国家試験の受験資格を得たい場合、以下いずれかの条件を満たさなければなりません。
- 高校卒業後、文部科学大臣が指定する学校(4年制の大学・3年制短大)または都道府県知事が指定する言語聴覚士養成所(3~4年制の専修・専門学校)を卒業すること
- 一般の4年制大学卒業後、専修・専門学校(2年制)または指定された大学・大学院の専攻科を卒業すること
- 医療系養成校または大学(一般系学部)を卒業し指定科目を履修している場合、指定校で1年間知識と技能を習得すること
- 外国の大学などで言語聴覚に関する学業を修めた場合は、厚生労働大臣に書類を提出し、認定を受けること
言語聴覚士の国家資格を取得するには、専門的な知識と技術の習得が求められます。
教育機関での学習を通じて、言語学、医学、心理学など幅広い分野の知識を身につけましょう。
小児を専門とする医療機関・施設で働く
言語聴覚士免許取得後、小児を専門とする医療機関や施設に勤めることで、小児領域の言語聴覚士として活躍がめざせます。
言語聴覚士は、次のような場所で小児領域に携わることが可能です。
- 小児科専門の病院や診療所
- 特別支援学校
- 児童発達支援センター
- 放課後等デイサービス
- 訪問看護ステーション
これらの施設で、多職種と連携を図りながら小児特有の課題に向き合い、最適な支援を提供するべく尽力します。
就業先に合わせて、教育・福祉分野などの専門性を高めることも大切です。
小児療育の言語聴覚士になり子供たちを支援しよう
小児領域の言語聴覚士は、言葉や聴覚、摂食・嚥下機能に課題を抱える子供たちの成長を支える、リハビリテーション専門職です。

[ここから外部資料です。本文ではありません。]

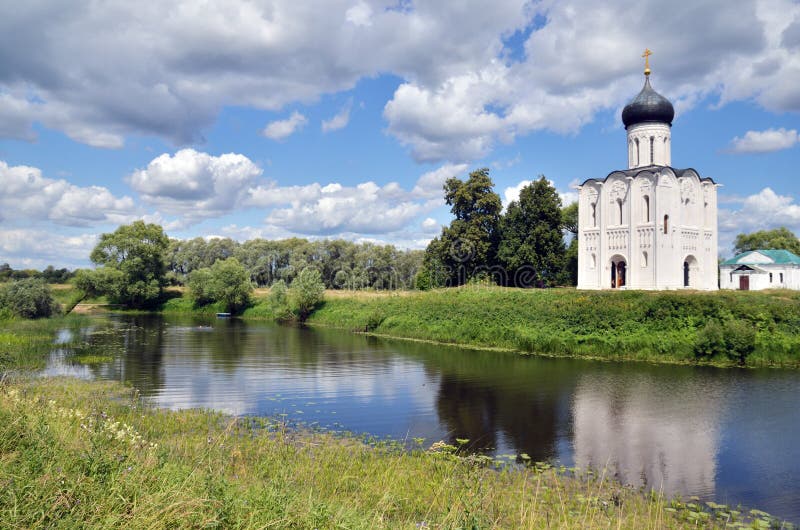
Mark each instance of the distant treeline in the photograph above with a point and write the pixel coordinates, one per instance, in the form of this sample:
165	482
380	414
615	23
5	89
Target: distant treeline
342	264
49	275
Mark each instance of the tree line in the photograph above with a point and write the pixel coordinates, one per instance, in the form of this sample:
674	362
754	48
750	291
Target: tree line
342	264
523	246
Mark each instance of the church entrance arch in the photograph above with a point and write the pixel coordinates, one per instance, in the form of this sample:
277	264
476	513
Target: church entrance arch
619	272
691	271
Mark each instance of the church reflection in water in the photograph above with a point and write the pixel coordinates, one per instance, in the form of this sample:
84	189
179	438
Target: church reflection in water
679	429
641	438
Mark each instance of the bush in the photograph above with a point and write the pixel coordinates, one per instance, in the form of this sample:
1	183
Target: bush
29	298
306	292
740	340
279	300
710	340
735	339
225	281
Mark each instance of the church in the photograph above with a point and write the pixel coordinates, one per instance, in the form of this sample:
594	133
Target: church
650	226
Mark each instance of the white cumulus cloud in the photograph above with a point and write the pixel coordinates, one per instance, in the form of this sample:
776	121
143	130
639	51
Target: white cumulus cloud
26	195
760	211
765	141
195	185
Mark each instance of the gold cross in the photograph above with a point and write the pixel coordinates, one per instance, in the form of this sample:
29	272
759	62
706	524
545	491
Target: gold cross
647	53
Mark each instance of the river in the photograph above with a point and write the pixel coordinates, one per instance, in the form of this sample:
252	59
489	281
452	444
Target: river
727	435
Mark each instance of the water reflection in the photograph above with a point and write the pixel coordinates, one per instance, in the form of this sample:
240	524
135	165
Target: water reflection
625	423
723	434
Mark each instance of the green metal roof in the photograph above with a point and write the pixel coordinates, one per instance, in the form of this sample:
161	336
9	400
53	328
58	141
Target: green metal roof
780	257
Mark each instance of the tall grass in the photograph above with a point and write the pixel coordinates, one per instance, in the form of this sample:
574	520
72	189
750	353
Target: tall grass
24	344
651	326
90	455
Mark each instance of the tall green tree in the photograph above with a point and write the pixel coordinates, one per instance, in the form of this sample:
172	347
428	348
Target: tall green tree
531	239
136	253
226	281
569	224
468	247
306	292
779	238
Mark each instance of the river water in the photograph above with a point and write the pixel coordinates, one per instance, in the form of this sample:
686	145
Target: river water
728	435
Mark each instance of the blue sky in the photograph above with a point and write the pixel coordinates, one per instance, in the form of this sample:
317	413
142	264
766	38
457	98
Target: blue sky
282	118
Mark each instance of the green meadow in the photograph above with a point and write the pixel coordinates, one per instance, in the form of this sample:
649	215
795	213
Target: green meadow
721	328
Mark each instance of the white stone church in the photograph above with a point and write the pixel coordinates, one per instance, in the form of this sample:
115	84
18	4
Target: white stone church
650	226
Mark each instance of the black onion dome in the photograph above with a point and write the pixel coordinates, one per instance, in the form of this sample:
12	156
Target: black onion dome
648	106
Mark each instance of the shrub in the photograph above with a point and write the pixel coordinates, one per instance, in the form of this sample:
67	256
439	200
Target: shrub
710	340
225	281
735	339
306	292
740	340
29	298
279	300
375	319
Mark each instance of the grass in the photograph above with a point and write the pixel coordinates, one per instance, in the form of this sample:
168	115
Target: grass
627	325
91	455
24	344
652	326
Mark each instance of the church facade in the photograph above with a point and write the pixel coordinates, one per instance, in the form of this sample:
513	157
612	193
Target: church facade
650	226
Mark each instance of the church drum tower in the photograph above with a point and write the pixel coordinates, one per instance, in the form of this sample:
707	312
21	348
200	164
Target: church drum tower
650	226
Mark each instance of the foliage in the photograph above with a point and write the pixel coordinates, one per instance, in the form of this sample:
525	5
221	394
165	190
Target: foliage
637	325
137	252
735	339
226	281
92	455
779	238
342	264
31	298
469	245
306	292
49	274
569	218
99	282
531	242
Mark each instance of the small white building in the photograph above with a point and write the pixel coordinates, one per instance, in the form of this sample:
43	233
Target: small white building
761	269
650	226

言語訓練、聴覚訓練、摂食・嚥下訓練などを通じて、子供たちが自分らしく生活を送れるようサポートします。
言語聴覚士になるには、専門性を身につけるための教育課程を経たうえで、国家試験に合格しなければなりません。
資格取得までにはある程度の時間がかかりますが、子供たちの可能性を引き出し、ご家族とともに成長を見守れる、やりがいのある仕事といえます。